A far rilevare la situazione è stavolta Fabrizio Boldrini che dei cacciatori di Cimego è il rettore.

 

Siamo alle solite considerato che la presenza di cervi, caprioli e cinghiali lungo l'asse stradale del Caffaro non conosce tregua” - ribadisce. Boldrini aggiunge: “ Gli invetistimenti si riscontrano principalmente dall'alba e all'imbrunire, il più delle volte causano danni ai mezzi. Sarà anche perchè gli animali tendono a raggiungere il vicino alveo del fiume Chiese, dove sono soliti abbeverare.

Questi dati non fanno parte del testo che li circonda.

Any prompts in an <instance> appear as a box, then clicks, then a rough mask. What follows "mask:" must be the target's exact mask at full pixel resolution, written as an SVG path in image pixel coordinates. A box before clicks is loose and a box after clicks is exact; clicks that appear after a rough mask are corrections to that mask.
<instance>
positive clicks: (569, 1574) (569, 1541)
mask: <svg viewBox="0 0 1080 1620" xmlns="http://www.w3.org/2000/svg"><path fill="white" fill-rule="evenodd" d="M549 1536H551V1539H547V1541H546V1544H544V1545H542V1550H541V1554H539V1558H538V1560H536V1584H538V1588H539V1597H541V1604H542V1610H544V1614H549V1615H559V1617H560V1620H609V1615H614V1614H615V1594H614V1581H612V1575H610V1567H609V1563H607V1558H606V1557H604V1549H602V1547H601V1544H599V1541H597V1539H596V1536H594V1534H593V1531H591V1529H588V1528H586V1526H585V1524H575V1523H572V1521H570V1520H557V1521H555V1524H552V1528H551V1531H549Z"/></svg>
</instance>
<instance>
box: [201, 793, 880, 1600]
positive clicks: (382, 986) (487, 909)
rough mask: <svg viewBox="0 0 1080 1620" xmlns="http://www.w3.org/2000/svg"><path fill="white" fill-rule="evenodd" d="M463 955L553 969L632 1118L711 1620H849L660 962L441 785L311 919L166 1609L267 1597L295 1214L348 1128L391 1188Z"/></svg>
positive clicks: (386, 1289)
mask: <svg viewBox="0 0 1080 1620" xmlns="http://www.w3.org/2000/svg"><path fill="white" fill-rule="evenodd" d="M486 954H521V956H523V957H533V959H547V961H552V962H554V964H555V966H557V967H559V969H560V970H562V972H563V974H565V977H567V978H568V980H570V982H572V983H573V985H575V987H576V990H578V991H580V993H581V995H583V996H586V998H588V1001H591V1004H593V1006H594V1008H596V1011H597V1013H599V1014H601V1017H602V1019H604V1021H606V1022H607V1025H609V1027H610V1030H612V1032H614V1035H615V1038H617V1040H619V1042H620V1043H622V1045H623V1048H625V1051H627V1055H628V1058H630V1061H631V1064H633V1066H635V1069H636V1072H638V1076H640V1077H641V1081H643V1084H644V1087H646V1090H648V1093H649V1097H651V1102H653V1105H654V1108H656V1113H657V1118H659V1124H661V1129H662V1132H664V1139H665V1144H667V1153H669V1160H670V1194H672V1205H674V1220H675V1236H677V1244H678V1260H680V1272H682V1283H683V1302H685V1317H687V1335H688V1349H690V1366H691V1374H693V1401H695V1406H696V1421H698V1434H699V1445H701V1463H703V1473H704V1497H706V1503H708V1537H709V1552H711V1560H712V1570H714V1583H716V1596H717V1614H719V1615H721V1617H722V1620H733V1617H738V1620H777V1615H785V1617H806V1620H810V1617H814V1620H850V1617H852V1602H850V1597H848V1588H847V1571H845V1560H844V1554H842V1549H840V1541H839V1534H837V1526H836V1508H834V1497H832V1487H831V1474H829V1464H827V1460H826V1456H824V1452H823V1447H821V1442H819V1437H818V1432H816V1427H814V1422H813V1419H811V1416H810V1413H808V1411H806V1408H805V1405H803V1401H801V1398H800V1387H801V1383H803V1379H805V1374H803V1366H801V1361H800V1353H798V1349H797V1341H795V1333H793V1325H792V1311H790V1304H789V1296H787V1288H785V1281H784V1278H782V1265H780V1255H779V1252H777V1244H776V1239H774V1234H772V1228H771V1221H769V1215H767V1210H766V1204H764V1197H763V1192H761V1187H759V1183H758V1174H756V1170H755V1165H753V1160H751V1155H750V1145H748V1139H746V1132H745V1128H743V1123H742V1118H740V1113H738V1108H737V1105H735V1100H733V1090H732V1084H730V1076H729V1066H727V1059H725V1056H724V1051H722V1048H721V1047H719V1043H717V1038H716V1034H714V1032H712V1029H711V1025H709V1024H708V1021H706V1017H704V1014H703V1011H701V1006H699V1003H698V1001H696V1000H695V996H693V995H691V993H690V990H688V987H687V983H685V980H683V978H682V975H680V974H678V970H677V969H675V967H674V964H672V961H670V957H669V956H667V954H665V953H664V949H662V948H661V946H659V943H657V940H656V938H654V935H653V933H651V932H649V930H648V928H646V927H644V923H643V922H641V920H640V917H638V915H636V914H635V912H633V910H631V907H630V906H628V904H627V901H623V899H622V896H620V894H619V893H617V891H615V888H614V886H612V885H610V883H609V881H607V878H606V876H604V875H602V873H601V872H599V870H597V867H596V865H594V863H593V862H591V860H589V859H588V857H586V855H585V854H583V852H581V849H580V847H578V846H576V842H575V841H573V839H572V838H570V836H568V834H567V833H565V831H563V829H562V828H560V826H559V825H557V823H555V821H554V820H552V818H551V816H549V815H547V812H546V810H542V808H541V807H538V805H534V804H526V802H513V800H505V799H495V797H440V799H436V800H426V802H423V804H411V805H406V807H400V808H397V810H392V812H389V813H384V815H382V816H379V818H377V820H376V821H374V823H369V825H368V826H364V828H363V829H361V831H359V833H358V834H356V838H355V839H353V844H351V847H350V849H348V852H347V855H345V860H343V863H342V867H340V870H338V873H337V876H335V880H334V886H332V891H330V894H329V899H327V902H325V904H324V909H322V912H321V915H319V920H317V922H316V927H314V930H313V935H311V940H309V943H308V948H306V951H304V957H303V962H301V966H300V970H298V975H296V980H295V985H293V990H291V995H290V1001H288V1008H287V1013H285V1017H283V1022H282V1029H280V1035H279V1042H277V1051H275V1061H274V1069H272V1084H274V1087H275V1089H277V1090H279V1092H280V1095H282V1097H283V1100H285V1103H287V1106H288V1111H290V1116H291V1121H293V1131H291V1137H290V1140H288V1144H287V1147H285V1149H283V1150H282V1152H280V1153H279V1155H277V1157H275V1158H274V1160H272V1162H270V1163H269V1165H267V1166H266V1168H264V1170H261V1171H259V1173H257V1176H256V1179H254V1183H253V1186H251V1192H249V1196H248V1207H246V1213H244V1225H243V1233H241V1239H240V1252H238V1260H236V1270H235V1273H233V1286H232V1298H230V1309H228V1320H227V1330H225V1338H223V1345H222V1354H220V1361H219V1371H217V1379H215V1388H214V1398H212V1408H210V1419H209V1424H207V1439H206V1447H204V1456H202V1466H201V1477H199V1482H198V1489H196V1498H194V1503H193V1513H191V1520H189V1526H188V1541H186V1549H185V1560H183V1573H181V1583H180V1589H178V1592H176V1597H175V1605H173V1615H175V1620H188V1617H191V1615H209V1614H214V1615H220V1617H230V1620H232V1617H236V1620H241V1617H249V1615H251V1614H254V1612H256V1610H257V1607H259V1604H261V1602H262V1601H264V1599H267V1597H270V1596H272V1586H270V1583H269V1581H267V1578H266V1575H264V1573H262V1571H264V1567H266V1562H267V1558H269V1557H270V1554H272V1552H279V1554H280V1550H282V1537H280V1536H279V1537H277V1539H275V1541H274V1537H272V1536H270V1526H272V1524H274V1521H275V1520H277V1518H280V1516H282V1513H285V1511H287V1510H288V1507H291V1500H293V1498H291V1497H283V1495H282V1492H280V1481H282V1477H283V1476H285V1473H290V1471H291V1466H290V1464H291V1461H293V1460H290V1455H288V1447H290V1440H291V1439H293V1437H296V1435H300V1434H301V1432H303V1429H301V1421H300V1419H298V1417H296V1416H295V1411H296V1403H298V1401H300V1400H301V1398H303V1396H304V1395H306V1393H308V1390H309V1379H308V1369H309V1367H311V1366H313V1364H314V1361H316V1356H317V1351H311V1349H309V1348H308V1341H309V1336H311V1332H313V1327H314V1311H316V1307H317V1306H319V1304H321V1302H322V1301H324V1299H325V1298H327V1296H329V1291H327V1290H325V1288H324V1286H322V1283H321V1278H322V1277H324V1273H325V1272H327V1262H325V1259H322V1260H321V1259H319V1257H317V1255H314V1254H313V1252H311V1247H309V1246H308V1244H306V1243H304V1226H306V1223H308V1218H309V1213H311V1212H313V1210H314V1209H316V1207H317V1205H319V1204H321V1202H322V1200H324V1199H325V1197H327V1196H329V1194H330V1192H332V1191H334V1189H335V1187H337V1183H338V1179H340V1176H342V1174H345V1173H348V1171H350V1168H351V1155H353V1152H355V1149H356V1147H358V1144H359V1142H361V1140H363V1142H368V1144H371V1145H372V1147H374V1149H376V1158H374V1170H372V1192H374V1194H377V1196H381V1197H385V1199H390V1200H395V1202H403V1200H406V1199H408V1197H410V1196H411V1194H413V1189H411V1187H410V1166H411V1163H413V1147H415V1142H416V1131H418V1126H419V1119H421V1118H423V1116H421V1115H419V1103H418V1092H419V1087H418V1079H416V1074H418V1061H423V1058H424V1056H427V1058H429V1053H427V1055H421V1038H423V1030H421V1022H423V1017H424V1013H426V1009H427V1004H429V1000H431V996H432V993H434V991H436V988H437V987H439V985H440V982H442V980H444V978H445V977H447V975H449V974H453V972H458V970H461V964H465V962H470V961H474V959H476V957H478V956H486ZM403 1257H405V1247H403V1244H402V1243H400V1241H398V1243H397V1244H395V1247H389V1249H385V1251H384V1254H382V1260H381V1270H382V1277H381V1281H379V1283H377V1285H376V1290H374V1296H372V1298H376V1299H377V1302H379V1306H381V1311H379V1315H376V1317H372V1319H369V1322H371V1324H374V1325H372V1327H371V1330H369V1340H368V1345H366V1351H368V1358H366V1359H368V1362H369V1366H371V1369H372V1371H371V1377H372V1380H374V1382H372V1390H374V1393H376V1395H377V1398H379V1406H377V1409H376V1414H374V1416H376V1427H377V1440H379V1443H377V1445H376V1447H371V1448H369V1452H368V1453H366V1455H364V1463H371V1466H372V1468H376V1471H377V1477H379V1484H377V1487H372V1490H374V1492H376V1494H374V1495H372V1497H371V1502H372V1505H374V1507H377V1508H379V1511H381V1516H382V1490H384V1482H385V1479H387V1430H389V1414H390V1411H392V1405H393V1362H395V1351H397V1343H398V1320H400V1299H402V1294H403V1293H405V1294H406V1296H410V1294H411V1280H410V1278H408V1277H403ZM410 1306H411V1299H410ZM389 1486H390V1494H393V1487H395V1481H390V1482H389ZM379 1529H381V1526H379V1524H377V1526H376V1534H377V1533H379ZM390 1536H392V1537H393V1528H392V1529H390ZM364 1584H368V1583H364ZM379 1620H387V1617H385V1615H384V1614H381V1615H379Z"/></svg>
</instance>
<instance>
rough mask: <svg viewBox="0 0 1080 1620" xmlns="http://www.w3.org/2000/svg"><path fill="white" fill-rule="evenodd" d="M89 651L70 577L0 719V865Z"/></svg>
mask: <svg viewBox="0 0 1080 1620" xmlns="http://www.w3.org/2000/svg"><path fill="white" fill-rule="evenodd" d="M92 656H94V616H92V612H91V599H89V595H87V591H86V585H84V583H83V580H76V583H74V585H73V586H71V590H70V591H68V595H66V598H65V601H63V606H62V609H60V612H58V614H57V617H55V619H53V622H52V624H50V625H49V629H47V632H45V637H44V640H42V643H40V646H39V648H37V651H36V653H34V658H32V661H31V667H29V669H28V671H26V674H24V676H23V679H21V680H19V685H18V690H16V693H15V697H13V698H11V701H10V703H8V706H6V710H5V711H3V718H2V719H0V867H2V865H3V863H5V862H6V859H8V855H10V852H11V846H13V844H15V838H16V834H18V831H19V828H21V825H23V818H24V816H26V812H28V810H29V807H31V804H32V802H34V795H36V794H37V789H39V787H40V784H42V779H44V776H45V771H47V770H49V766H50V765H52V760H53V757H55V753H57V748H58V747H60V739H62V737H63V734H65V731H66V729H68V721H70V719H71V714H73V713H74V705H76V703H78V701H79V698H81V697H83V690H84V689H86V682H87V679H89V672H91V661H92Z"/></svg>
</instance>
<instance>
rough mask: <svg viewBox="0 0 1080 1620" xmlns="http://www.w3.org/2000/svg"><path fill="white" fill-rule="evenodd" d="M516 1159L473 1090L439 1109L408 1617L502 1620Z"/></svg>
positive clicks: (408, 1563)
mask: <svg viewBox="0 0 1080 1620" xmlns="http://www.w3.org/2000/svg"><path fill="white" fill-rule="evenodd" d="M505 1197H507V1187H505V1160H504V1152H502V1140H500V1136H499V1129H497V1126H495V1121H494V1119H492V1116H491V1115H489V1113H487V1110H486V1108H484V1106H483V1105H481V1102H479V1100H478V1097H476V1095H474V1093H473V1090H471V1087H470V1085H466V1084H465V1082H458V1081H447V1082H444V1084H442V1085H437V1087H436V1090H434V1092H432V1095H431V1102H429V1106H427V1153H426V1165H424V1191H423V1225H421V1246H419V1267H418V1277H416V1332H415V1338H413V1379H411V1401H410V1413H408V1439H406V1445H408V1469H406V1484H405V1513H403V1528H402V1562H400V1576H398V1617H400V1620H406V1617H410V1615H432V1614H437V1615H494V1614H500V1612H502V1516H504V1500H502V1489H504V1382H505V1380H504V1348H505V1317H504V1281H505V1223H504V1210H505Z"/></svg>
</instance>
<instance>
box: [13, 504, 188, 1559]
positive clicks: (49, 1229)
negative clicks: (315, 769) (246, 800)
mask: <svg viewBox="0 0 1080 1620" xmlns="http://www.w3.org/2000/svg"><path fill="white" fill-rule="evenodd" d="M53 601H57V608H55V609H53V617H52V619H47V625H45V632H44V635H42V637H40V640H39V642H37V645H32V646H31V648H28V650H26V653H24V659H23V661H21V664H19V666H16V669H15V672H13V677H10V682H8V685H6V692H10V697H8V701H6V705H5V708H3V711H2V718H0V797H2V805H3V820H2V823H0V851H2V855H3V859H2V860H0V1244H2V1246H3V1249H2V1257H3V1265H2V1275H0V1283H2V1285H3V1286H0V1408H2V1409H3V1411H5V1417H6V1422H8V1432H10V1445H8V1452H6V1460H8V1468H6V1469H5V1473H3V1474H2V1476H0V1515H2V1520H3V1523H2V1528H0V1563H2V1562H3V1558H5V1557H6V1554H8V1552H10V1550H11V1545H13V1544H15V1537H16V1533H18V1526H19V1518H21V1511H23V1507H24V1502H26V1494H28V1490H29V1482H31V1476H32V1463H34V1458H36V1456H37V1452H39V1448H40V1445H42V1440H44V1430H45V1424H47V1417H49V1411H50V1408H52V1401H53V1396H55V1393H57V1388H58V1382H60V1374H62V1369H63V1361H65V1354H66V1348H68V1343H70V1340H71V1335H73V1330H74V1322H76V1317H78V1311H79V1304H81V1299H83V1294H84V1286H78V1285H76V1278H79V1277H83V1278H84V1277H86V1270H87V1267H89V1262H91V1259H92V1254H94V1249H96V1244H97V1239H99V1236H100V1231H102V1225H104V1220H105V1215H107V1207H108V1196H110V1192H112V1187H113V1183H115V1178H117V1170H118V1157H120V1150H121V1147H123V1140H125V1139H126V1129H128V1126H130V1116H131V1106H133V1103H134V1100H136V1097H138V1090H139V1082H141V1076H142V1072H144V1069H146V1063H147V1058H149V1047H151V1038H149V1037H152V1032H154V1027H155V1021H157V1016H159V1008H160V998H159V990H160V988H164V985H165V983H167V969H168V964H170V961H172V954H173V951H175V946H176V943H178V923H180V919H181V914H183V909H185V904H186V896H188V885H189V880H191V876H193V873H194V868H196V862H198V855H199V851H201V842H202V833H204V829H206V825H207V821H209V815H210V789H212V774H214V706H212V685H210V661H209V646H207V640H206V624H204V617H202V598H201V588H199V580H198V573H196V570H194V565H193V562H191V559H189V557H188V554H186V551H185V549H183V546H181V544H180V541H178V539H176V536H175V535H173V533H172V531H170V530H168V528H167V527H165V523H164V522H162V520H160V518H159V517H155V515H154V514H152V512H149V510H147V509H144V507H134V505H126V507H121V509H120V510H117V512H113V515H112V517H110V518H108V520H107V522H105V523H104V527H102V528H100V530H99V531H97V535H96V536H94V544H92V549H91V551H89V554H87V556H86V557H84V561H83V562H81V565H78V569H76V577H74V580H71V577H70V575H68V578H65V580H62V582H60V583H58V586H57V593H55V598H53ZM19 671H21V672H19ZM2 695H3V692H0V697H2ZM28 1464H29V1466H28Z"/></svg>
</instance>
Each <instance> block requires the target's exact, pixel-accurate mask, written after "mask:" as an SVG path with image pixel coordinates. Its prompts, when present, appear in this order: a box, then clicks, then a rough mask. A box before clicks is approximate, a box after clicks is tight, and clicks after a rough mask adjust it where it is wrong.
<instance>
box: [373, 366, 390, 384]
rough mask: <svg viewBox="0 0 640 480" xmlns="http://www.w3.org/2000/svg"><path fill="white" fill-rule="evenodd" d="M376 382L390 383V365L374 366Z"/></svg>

Ed è proprio in quello spostamento che avvengono gli investimenti; il tratto rettilineo porta gli automobilisti a sostenere alte velocità”.

 

In alcuni casi, come in quest'ultimo, l'automobilista preferisce andarsene anche se sulla carrozzeria ci sono tracce e ammaccature.

 

Ancora Fabrizio Boldroni. “ Da una nostra conta, solo nel corso di questi sette mesi dell'anno 2020, all'interno di quella zona, gli investimenti mortali hanno riguardato sette caprioli e due cervi”.

 

Stessi riscontri anche a sud di Condino, dove tra l'area di servizio dei Leotti ( località Staide) e la rotatoria successiva , dislocata nelle adiacenze di Agri 90' in territorio di Storo, di carcasse se ne contano in maniera frequente.

 

Un problema, quello degli attraversamenti di animali in queste tratte, che persiste.